3 Replies Latest reply on Apr 29, 2008 3:01 PM by avk

    Transpose/copy slow on AMD Opteron?

      Performance comparison between Xeon/Opteron


      The transpose code below was compiled with gcc (using either of -O0 or -O3).  It ran between 3 - 5 times slower on Dual Core Opteron 2220 as compared to Dual Core Xeon 5160.  This was observed on both 64-bit Linux and 32-bit XP. What could be the reason for this, and what is the way to speed up the code?

      ======= Sample Code ===============

      #include <stdio.h>
      #include <sys/time.h>
      #include <memory.h>

      double timing(void)
          struct timeval tv;      /* Structure for storing time    */
          gettimeofday(&tv, NULL);
          return((double)tv.tv_sec + (double)tv.tv_usec*1e-6);

      double t;
      float *a,*b;
      float c, d;
      int i,j,size;

      size = 10000;
      a = (float *)malloc(size*size*sizeof(float));
      b = (float *)malloc(size*size*sizeof(float));

      t = timing();

      for(i = 0; i < size; i++){
       for(j = 0; j < size; j++){
        a[i*size + j] = b[i + j*size];

      printf("Time taken for size %i is: %lf\n",size,timing()-t);

      ============End sample code==================




        • Transpose/copy slow on AMD Opteron?
          Well, I can see that your code sample uses a large enough memory pieces, two by 400 MB, 800 MB in total. I think that your code sample is a hard work for Opterons, because they only have 1 MB of L2-cache per core, whereas Xeons have 4 MB of shared L2-cache per two cores. In the last case a one-threaded process can acquire full 4 MB for its needs. More then, Xeons have a more advanced hardware prefetch mechanism and 128-bit wide FPU (Opterons 22xx have 64-bit wide one). All of this, apparently, leads to results you got. Nevertheless, I believe that is possible to improve overall performance in your code sample by using technique named "Block Prefetch", which is described in the AMD Optimization Manual.
            • Transpose/copy slow on AMD Opteron?

              Thank you for the analysis AVK.  I will look up the block prefetch in the AMD manual.  Incidentally, I also noticed a factor of 2 or slower performance on the AMD even when matrix sizes become small enough (order of bytes to KB) to reside in the L2 cache.  Should I safely conclude that, in these cases (when the entire matrix is cache-resident), the two other reasons you mention, viz., (i) advanced prefetch and (ii) 128-bit wide FPU are the reasons for the Xeon outperforming the Opteron?

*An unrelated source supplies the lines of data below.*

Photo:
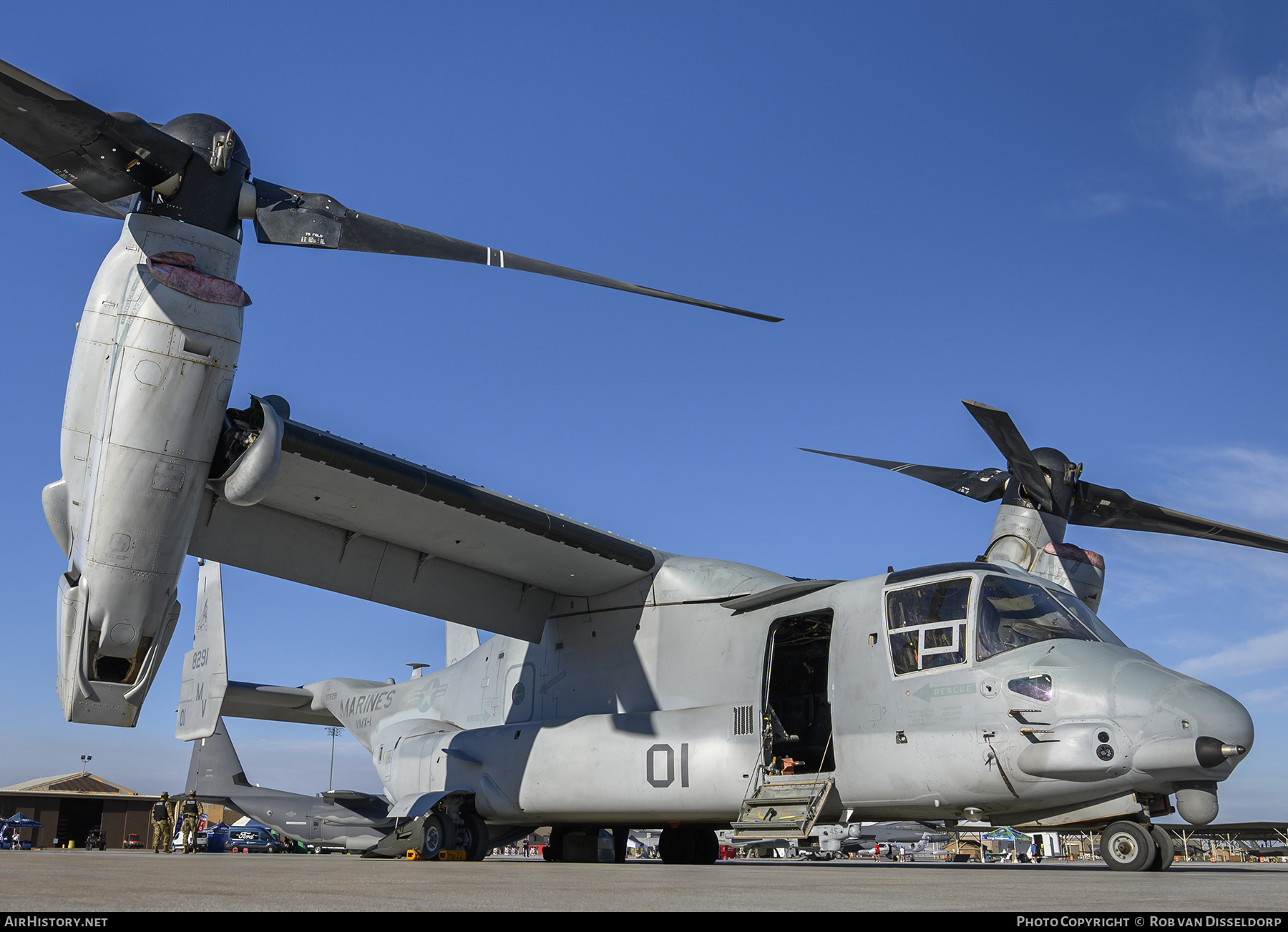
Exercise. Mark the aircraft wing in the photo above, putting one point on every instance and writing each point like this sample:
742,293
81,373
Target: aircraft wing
351,519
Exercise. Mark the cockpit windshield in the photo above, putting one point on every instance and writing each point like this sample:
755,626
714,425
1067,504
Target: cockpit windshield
1088,617
1014,613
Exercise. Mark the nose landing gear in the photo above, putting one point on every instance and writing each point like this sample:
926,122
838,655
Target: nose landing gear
1130,846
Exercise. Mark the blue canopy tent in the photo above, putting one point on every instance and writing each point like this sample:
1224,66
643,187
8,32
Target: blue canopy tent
9,830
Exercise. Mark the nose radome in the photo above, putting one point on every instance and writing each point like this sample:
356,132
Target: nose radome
1216,715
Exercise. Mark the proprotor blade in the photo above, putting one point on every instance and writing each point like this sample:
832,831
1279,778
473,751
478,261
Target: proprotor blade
290,218
983,486
104,154
1019,458
1101,507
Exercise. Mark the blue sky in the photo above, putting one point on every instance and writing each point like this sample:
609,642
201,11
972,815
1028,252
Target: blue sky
1072,212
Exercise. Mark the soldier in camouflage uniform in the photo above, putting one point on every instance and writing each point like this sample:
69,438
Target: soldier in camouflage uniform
162,824
191,810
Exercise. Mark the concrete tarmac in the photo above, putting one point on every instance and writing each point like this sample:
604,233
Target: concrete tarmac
117,881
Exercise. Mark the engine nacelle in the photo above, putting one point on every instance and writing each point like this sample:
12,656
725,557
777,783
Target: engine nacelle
150,379
253,442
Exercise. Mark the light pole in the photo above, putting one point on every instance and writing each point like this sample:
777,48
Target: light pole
334,730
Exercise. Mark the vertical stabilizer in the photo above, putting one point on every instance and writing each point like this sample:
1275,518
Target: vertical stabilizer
462,642
205,667
214,770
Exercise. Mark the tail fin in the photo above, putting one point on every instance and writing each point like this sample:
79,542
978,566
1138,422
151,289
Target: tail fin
205,667
214,770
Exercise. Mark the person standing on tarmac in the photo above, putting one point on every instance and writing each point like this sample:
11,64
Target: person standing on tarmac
162,823
191,811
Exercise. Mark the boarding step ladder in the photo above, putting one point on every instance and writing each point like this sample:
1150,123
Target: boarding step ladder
785,806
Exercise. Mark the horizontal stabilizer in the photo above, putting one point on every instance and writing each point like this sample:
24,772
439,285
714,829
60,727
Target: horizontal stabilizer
275,705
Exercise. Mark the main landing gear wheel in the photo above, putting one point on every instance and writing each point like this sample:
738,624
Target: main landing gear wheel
473,835
1127,846
434,837
1166,848
675,846
706,848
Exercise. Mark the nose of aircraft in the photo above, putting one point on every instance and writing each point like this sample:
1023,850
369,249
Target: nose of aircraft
1199,734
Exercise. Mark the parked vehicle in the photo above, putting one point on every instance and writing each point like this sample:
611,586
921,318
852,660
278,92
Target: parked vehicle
253,840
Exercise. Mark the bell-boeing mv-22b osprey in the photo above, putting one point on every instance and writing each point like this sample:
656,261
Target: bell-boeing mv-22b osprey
626,687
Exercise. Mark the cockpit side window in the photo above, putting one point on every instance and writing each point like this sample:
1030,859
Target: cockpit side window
1014,613
927,624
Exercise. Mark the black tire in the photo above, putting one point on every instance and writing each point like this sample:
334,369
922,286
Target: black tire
1127,846
675,846
706,848
434,837
1166,848
473,835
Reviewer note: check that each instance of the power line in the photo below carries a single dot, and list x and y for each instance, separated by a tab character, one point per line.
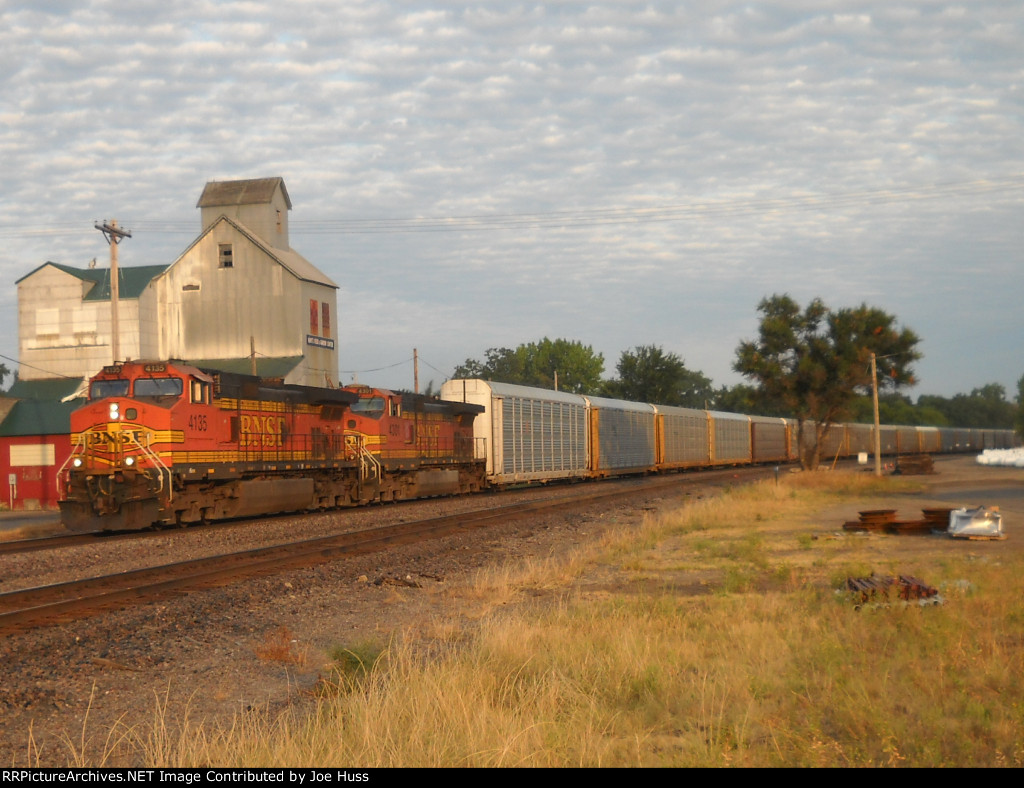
588	217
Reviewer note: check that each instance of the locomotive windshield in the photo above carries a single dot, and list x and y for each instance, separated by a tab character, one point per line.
103	389
159	387
369	406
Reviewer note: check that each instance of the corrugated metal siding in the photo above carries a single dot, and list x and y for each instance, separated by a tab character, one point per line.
859	437
930	439
731	438
540	436
907	440
684	434
768	439
626	437
888	439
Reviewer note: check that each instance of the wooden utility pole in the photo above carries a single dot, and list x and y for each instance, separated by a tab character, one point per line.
878	433
114	235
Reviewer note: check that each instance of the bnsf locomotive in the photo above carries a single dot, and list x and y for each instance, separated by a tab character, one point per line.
170	443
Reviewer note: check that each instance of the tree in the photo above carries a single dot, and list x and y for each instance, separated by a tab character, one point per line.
816	361
647	374
1020	406
985	407
538	363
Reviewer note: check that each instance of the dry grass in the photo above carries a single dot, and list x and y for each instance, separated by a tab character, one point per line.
712	636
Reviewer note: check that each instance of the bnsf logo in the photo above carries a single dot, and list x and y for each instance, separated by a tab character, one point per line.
261	431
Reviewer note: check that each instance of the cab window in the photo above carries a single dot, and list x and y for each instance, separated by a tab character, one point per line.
104	389
372	407
200	392
158	387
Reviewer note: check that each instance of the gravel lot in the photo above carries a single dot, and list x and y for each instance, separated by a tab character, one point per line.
206	652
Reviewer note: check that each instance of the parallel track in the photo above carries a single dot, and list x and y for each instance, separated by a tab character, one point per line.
47	605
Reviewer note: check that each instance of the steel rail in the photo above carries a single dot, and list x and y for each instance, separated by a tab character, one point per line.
53	604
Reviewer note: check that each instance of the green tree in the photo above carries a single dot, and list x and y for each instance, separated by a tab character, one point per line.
576	365
816	361
986	407
647	374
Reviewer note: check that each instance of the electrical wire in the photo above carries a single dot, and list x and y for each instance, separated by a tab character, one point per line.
587	217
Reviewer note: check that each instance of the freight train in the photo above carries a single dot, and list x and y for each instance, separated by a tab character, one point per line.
167	443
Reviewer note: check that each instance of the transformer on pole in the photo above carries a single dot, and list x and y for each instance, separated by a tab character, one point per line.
114	235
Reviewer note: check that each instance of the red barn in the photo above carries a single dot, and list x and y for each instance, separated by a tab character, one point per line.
35	441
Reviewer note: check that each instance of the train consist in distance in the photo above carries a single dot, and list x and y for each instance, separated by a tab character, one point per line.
167	443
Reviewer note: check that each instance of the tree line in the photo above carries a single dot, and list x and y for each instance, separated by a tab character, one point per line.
813	363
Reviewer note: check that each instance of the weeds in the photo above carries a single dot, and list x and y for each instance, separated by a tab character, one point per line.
774	669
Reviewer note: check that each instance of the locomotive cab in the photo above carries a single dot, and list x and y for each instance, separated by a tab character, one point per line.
121	457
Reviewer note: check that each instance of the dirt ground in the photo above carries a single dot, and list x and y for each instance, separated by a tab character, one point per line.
211	654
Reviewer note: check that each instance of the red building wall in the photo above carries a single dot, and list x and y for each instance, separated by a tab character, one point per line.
29	466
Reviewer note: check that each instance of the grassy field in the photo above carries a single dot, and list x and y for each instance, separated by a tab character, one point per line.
714	636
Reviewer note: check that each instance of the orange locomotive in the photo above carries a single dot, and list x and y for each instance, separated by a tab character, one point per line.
170	443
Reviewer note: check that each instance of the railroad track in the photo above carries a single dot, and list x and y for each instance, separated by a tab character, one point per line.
42	606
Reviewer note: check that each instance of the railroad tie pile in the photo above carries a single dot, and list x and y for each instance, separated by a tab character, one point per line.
902	587
914	464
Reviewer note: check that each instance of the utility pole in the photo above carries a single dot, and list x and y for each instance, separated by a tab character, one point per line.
114	235
878	433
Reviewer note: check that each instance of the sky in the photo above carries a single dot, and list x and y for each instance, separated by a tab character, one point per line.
480	175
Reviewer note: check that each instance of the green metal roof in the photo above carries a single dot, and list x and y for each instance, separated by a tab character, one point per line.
47	389
38	418
131	280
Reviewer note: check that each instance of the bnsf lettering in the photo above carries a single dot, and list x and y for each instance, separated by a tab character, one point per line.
261	431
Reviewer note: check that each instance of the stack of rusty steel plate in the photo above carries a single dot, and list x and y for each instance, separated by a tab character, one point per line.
885	520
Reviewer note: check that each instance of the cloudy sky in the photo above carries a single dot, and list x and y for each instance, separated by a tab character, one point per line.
479	175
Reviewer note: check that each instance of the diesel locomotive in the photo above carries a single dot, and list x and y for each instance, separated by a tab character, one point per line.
167	443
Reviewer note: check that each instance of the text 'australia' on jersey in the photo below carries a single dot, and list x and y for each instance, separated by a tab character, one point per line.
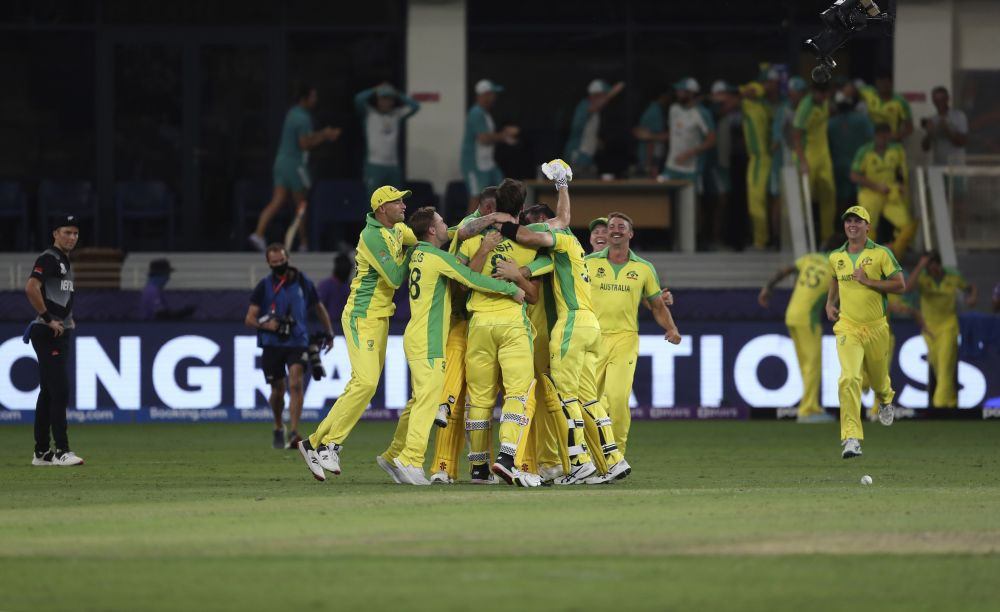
859	304
506	250
617	290
381	269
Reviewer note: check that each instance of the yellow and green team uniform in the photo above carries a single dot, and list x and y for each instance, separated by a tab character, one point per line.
862	331
449	440
547	427
574	352
424	342
802	317
895	111
756	130
888	168
812	117
381	269
499	342
937	304
616	290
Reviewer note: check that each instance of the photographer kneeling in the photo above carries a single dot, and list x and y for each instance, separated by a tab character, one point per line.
278	309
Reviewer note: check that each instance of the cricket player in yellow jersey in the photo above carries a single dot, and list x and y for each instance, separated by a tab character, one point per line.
864	272
451	410
574	344
880	170
938	286
812	150
499	344
425	337
756	133
886	106
381	268
619	281
802	317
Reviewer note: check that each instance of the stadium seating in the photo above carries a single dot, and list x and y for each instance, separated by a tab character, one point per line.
14	209
338	202
144	201
423	194
71	197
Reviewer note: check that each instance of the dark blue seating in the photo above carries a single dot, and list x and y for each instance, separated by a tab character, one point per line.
14	210
144	202
68	197
338	202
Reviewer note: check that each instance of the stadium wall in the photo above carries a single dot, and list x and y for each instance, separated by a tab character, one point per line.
125	372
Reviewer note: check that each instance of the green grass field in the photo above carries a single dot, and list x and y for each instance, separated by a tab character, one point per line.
727	515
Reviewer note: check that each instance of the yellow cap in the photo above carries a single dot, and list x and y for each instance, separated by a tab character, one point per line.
387	193
858	211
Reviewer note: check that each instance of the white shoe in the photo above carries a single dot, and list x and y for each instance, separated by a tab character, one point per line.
67	458
43	459
312	460
548	473
578	474
410	474
526	479
886	413
619	470
852	448
329	457
388	468
441	420
441	477
257	242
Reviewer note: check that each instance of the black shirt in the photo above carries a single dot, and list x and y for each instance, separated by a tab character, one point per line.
52	268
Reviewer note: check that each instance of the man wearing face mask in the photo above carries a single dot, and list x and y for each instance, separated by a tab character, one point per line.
278	311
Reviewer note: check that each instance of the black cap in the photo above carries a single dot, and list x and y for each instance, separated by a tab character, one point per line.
160	267
65	221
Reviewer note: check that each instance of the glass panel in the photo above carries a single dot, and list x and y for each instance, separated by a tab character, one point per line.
233	139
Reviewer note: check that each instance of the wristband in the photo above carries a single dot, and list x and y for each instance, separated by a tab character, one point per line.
509	230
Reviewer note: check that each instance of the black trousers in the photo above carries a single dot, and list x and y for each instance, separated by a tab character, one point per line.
53	397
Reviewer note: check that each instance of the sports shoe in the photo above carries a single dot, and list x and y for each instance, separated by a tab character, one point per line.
66	458
504	467
548	473
410	474
619	470
329	457
811	419
42	459
852	448
312	460
441	477
577	474
388	468
886	413
480	474
257	242
526	479
441	420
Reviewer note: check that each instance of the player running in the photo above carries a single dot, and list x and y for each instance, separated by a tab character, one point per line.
864	272
425	338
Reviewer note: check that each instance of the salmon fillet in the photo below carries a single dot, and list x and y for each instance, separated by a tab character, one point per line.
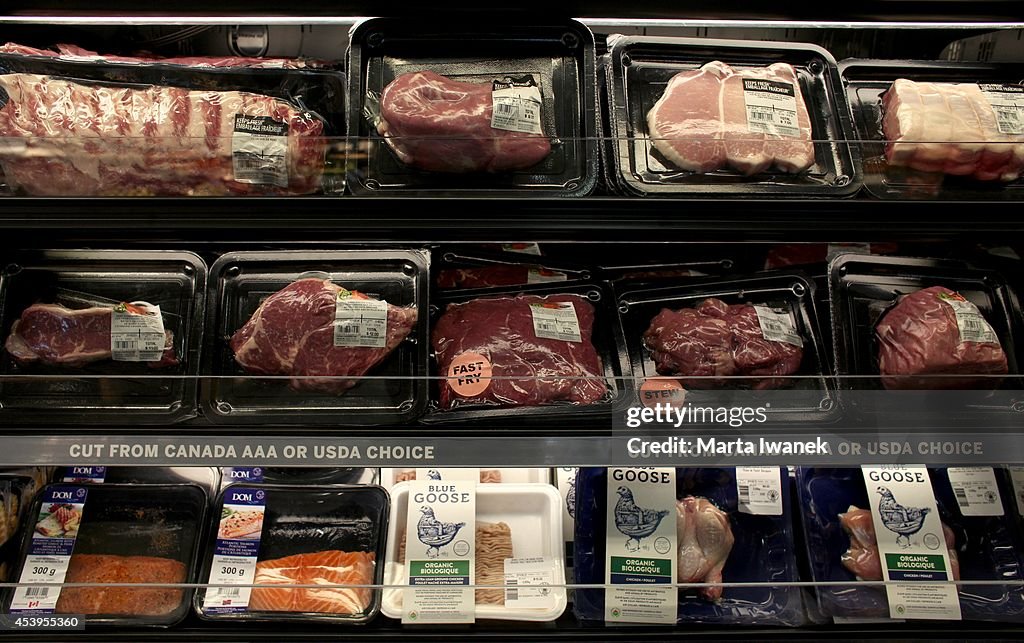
121	601
331	567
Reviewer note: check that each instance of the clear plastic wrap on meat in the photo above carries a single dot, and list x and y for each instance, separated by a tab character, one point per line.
292	333
949	128
526	370
441	125
921	336
700	123
68	138
716	340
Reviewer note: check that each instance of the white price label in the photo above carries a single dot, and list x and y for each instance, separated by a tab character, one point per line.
556	320
259	151
517	110
528	583
137	333
973	327
976	490
777	325
359	323
771	108
1008	103
760	490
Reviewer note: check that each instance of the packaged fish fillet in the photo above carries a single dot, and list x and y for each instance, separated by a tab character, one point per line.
516	525
652	526
847	545
273	537
105	537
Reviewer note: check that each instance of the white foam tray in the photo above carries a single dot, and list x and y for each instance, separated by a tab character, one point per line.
534	513
514	475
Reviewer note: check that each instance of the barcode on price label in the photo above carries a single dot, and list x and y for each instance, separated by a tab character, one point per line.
976	490
1008	104
556	320
777	325
359	323
137	333
771	108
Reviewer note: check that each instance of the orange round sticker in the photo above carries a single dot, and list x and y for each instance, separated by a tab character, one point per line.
656	390
469	374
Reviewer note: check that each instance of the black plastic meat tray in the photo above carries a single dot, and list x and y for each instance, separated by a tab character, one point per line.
640	68
304	519
606	339
107	391
559	56
863	288
322	92
394	391
808	397
867	80
161	520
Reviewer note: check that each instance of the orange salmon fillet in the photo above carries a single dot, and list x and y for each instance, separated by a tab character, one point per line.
331	567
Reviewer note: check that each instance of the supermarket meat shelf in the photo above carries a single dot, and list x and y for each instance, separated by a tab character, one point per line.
565	629
399	219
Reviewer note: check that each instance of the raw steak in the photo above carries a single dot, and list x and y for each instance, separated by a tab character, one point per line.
700	123
441	125
862	560
71	139
53	335
527	370
705	539
949	128
292	333
920	337
718	340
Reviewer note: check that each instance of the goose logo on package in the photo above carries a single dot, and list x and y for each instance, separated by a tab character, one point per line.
435	533
635	522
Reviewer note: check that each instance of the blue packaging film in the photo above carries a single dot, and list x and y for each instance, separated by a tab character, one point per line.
763	552
986	547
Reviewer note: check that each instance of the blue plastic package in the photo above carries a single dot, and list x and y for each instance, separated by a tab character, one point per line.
763	552
986	547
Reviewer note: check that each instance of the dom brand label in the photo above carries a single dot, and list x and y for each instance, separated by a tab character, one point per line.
137	333
259	151
777	325
50	549
556	319
976	490
1008	103
237	548
440	552
516	105
84	474
911	545
359	323
973	327
641	546
760	490
528	583
244	474
771	108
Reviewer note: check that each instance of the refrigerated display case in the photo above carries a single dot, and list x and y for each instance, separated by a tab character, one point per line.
710	257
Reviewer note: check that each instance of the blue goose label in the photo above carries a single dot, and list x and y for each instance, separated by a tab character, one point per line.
913	546
440	552
641	546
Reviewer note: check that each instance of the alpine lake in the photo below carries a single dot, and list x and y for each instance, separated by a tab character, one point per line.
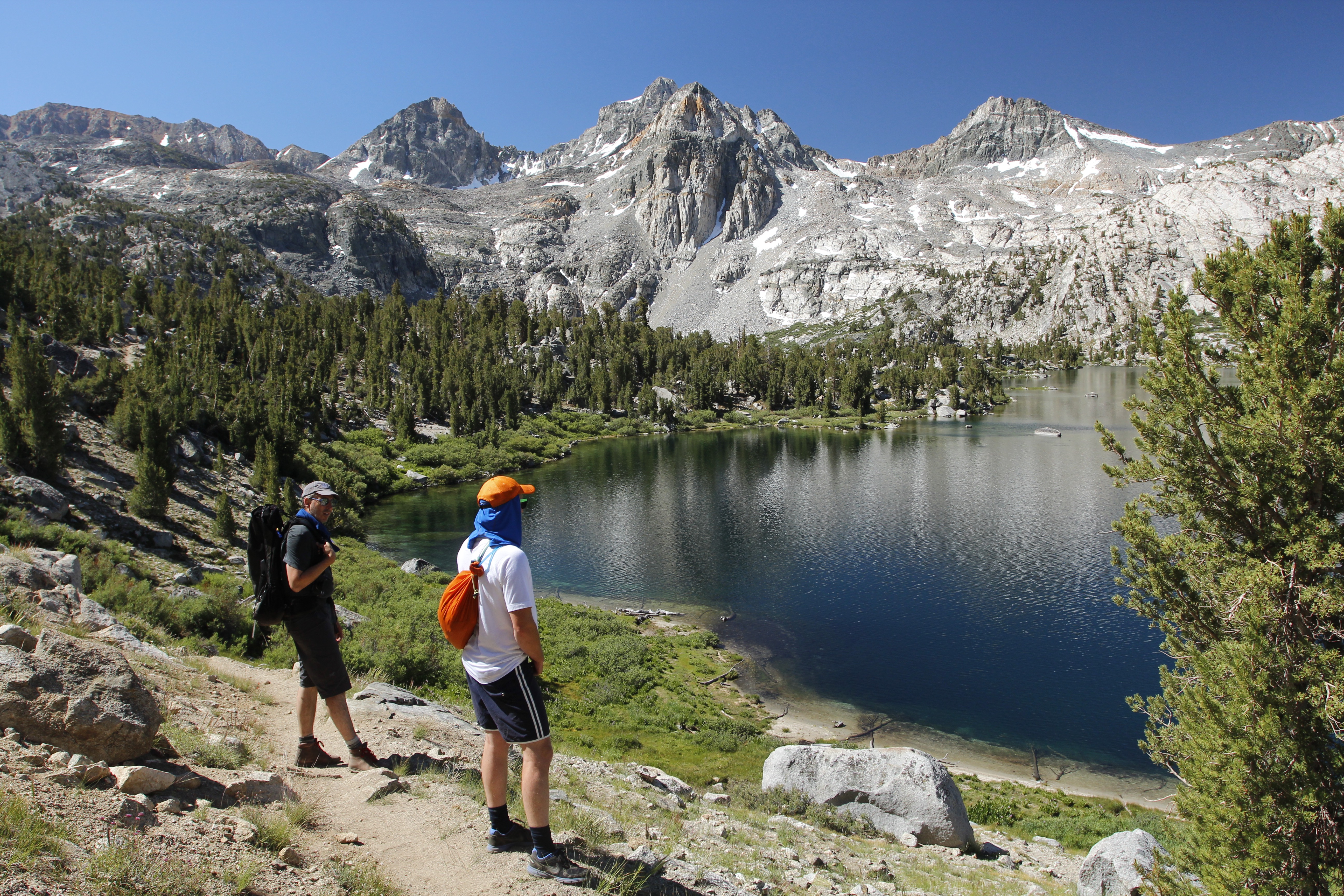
954	574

            • Transpose/copy slow on AMD Opteron?
              It's just my theory, but I think I should say: yes. You see, those CPU models you use, Opteron 2220 and Xeon 5160, are the members of different CPU generations, K8 (2003) and Conroe (2006). There are new models of Opteron exist (23xx and 83xx, K10 family (2007)); they have more advanced hardware prefetch mechanism (against K8), fewer cache latencies, L3 shared cache and 128-bit FPU. Do you have an ability to test these new Opterons? I think they can drastically improve the performance in any applications (including yours ) and maybe even outperform Xeons.
              BTW, did you try other compilers? I heard that Intel compiler for Linux is free of charge, and many people claim that this compiler is very efficient in the matter of speed. More then, there are other very good compilers exist: PathScale EKO, Portland Group. I mean that gcc is not only one.